CorrectIncorrectHint
The most likely underlying condition for this lady in this question is hereditary haemorrhagic telangiectasia (HHT), also known as Osler-Weber-Rendu syndrome. This is a rare genetic disorder that causes abnormal blood vessel formation in various parts of the body, leading to bleeding episodes. The small red areas on her lips are called telangiectasias, which are dilated capillaries that can bleed easily. The history of her father having a bowel problem may also suggest a familial tendency for hereditary haemorrhagic telangiectasia (HHT), as the condition can affect the gastrointestinal tract and cause rectal bleeding.
_x000D_
The inheritance pattern of hereditary haemorrhagic telangiectasia (HHT) is D. Autosomal dominant. This means that a person only needs to inherit one copy of the mutated gene from either parent to have the condition. The chance of passing the gene to each child is 50%, regardless of the child’s sex.
_x000D_
Rectal bleeding is a common symptom that can have many different causes, ranging from benign to serious. Some of the common causes of rectal bleeding include haemorrhoids, anal fissures, diverticulosis, inflammatory bowel disease, and colorectal cancer. However, in this case, this lady has some features that suggest a rare and specific cause of rectal bleeding: hereditary haemorrhagic telangiectasia (HHT).
_x000D_
Hereditary haemorrhagic telangiectasia (HHT) is a genetic disorder that affects the development and function of blood vessels in various parts of the body, such as the skin, mucous membranes, lungs, liver, brain, and gastrointestinal tract. People with hereditary haemorrhagic telangiectasia (HHT) have abnormal blood vessels that are fragile and prone to bleeding, resulting in episodes of haemorrhage that can be mild or life-threatening. The most common sites of bleeding are the nose and the gastrointestinal tract, but bleeding can occur anywhere in the body.
_x000D_
The lady has two signs that are characteristic of hereditary haemorrhagic telangiectasia (HHT): telangiectasias and a family history of bowel problems. Telangiectasias are small, red, spider-like lesions that are caused by dilated capillaries near the surface of the skin or mucous membranes. They are usually found on the face, lips, tongue, mouth, fingers, and chest, but can also occur in other areas. They are painless and harmless, but can bleed easily when injured or irritated. This lady has telangiectasias on her lips, which disappear on pressure before refilling, indicating that they are vascular lesions.
_x000D_
The lady also reports that her father had a bowel problem, which may indicate that he also had hereditary haemorrhagic telangiectasia (HHT) and suffered from gastrointestinal bleeding.

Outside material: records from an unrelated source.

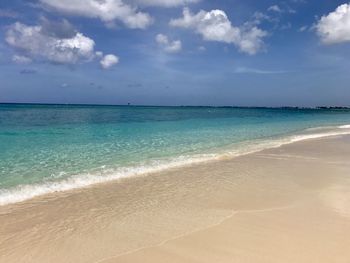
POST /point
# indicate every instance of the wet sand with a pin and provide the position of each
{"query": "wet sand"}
(288, 204)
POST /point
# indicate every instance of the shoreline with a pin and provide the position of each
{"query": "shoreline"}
(27, 192)
(175, 215)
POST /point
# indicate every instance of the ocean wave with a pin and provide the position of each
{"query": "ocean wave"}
(25, 192)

Gastrointestinal bleeding is the second most common manifestation of hereditary haemorrhagic telangiectasia (HHT), affecting about 25% to 30% of patients. The bleeding can occur anywhere along the gastrointestinal tract, from the oesophagus to the anus, but is more common in the stomach and small intestine. The bleeding can be intermittent or chronic, and can range from mild to severe, depending on the size and location of the abnormal blood vessels. The lady describes a cupful of fresh red blood present in the toilet following defecation, which suggests a significant amount of bleeding from the lower gastrointestinal tract.
_x000D_
The inheritance pattern of hereditary haemorrhagic telangiectasia (HHT) is autosomal dominant, which means that a person only needs to inherit one copy of the mutated gene from either parent to have the condition. There are at least five genes that have been identified to cause hereditary haemorrhagic telangiectasia (HHT), and each gene is responsible for a different type of hereditary haemorrhagic telangiectasia (HHT). The most common types are HHT1 and HHT2, which are caused by mutations in the genes ENG and ACVRL1, respectively. The chance of passing the gene to each child is 50%, regardless of the child’s sex. Therefore, the lady has a 50% chance of inheriting the gene from her father, and a 50% chance of passing it to her children.
_x000D_
The other inheritance patterns are not consistent with hereditary haemorrhagic telangiectasia (HHT). Autosomal recessive means that a person needs to inherit two copies of the mutated gene, one from each parent, to have the condition. Mitochondrial means that the gene is inherited from the mother only, as the mitochondria are the organelles that contain their own DNA and are passed down from the egg cell. X-linked recessive means that the gene is located on the X chromosome, and males are more likely to have the condition than females, as males only have one X chromosome. X-linked dominant means that the gene is located on the X chromosome, and females are more likely to have the condition than males, as females have two X chromosomes.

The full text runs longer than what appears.